- Born: Kenneth Neville Anthony Garrick 28 July 1950 Colony of Jamaica
- Died: 14 November 2023 (aged 73) California, US
- Education: UCLA
- Known for: Visual artist, photographer, author, film producer
- Movement: Reggae
- Children: 3

= Neville Garrick =

Jamaican-American artist (1950–2023)

Kenneth Neville Anthony Garrick (28 July 1950 – 14 November 2023) was a Jamaican graphic artist and photographer who was based in Los Angeles. He was a graduate of the University of California, Los Angeles (UCLA). He is best known as Bob Marley's art director and is responsible for many of the iconic designs associated with the reggae movement in the 1970s and 1980s.

==Early life and career==
Kenneth Neville Anthony Garrick was born in Jamaica on 28 July 1950. He attended Kingston College in Jamaica before studying graphic art (after switching from economics) at the University of California, Los Angeles (UCLA), on a football scholarship, where he played for the UCLA Bruins men's soccer team, reaching the National Collegiate Athletic Association finals in both 1971 and 1972. During his time at UCLA, Garrick edited the Black student daily Nommo, contributing to the design of the cover as well as political posters. In 1970, Garrick together with six other art students created The Black Experience mural, including depictions of abolitionists Frederick Douglass and Harriet Tubman, as well prominent figures in the civil rights era including Martin Luther King Jr., Malcolm X, Bobby Seale, Huey P. Newton, Muhammad Ali, and Angela Davis. The mural, located in the Ackerman Student Union building, was restored in 2013. Garrick was a member of the Southern California Chapter of the Black Panthers and a student of Angela Davis at UCLA.

After returning to Jamaica, he became the art director for the Jamaica Daily News from 1973 to 1974. In 1974, Garrick became the art director for the record label Tuff Gong, creating artwork for Bob Marley and the Wailers. His first album cover art for Rastaman Vibration was ranked number 22 in Billboards 2023 list of 100 best album covers of all time. Other Marley album covers designed by Garrick include Exodus, Uprising, and the posthumously released Confrontation. As Marley's art director, Garrick helped to shape the visual representation of the reggae movement, with his art embodying the essence of the genre. Garrick designed the stage backdrops and lighting for Marley's concert tours and for the Reggae Sunsplash festival for much of the 1980s. During his career, Garrick also contributed artwork for Peter Tosh, Bunny Wailer, Jimmy Cliff, Burning Spear, Steel Pulse, and many others.

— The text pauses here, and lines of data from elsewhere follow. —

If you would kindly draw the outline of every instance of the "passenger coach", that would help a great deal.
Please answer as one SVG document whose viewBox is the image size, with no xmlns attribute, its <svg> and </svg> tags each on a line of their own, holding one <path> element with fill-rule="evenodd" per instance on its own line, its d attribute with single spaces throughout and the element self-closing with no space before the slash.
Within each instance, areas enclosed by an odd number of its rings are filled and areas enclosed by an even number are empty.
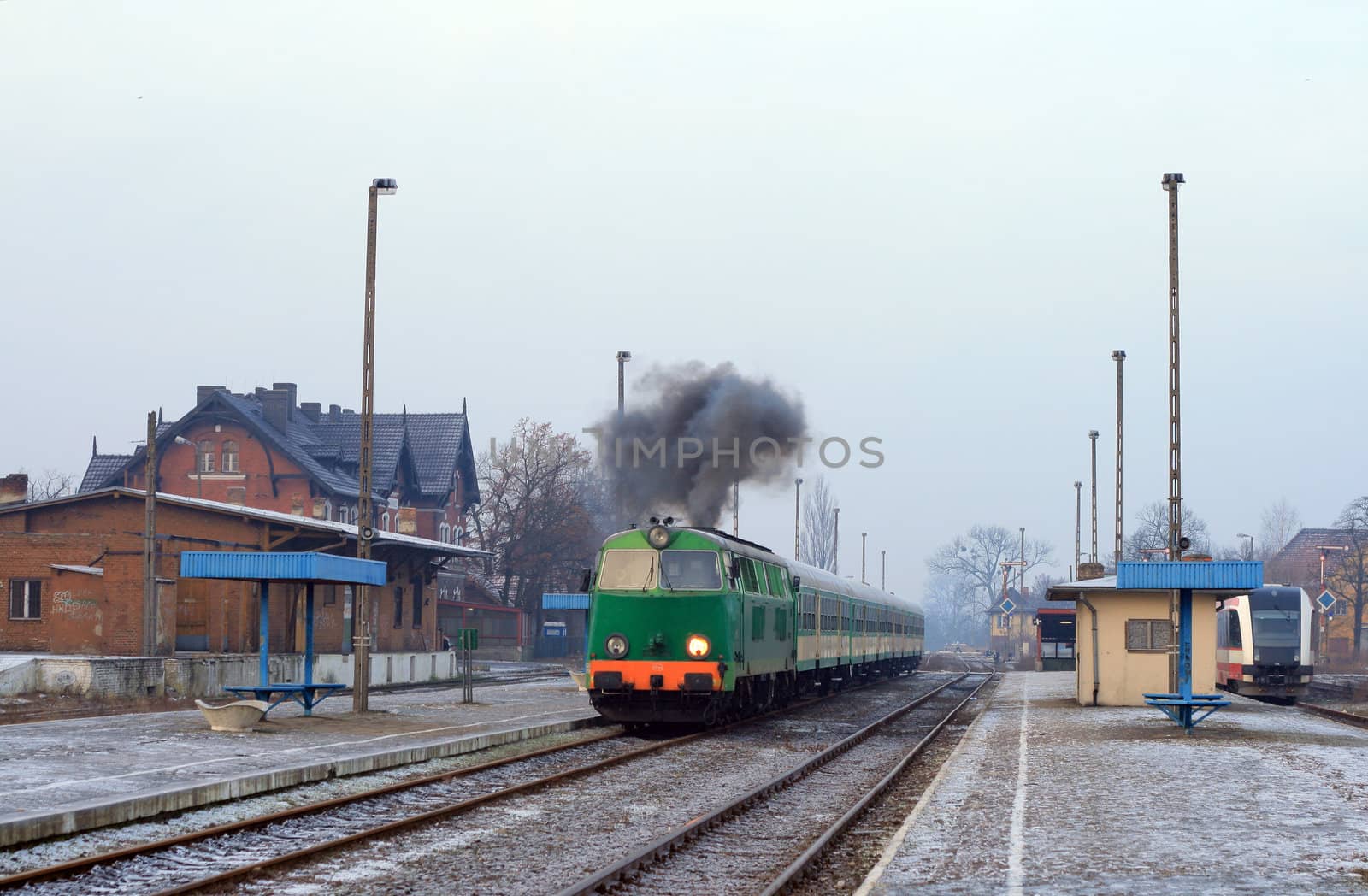
<svg viewBox="0 0 1368 896">
<path fill-rule="evenodd" d="M 1306 692 L 1313 668 L 1305 591 L 1265 585 L 1227 598 L 1216 614 L 1216 687 L 1280 703 Z"/>
<path fill-rule="evenodd" d="M 702 722 L 915 669 L 911 601 L 699 527 L 613 535 L 590 591 L 588 688 L 621 722 Z"/>
</svg>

In 1986, Garrick co-founded the Bob Marley Museum in Kingston and served as its executive director. He was the author of A Rasta's Pilgrimage: Ethiopian Faces and Places (1999), and co-producer of the 1992 film Time Will Tell, which featured taped interviews from Bob Marley.

==Death==
Garrick died from cancer in California on 14 November 2023, at age 73.

==Awards and honours==
- 2005 – Prime Minister's Award for Excellence
- 2022 – Jamaica Reggae Industry Association (JaRIA) Gregory Isaacs Foundation award.
- 2023 – Jamaica's Order of Distinction in the Rank of Commander (CD).